Türkiye’nin dört bir yanındaki ormanlar cayır cayır yanıyor. Gerek iklim değişikliği gerekse rant uğruna insanın doğayı katli devam ediyor. Biyoçeşitlilik büyük tehdit altında! Binlerce yılda oluşan ekosistemler, bir gecede bozuluyor ve ağaç dikmeyle üç beş yılda geri gelmeyecekler. Çünkü üç santimetrelik bir toprağın bile yeniden nitelikli hale gelmesi yaklaşık 1.000 yıl sürüyor ki ormanda daha uzun sürebilen iç içe geçmiş dinamik süreçler söz konusu.
Bununla birlikte duyarlı kurum ve vatandaşlarımız toplu ağaç dikme çağrısı yapıyor. Öncelikle çabanın iyi niyetli olduğunu söylemek gerekiyor. Ancak bilim insanlarına göre plansız ağaç dikmek, faydadan çok zarara neden olabilir.

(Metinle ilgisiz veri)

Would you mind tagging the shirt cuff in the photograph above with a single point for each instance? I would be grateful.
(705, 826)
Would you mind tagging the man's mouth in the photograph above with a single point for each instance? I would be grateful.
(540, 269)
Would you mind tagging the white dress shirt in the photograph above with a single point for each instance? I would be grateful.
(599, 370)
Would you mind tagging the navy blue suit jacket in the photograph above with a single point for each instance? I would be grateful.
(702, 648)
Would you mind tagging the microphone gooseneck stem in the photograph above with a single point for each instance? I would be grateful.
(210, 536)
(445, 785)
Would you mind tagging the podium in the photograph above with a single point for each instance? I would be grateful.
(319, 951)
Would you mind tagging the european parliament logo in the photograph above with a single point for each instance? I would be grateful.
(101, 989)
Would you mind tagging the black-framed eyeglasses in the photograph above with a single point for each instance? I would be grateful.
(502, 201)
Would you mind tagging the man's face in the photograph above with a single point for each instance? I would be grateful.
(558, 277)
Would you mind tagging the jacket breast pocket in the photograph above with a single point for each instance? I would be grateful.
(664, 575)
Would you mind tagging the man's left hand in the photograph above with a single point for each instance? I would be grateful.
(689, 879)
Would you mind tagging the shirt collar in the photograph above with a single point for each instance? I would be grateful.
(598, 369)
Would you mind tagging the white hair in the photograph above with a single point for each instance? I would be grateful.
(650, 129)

Çünkü orman ekolojisinde, orman bilimiyle uğraşmayanların aklına gelmeyecek dinamikler söz konusu. Büyük yangınlar gibi ekolojik tahribat yaratan olayların ardından hangi noktaya ne kadar ve hangi tipte ağaç dikimi yapılacağı, hemen mi yapılacağı yoksa beklenmesi mi gerektiği konusunda bilim insanlarına danışmak gerekiyor.
Kafanıza göre ağaç dikmeyin, önce bilim insanlarına danışın!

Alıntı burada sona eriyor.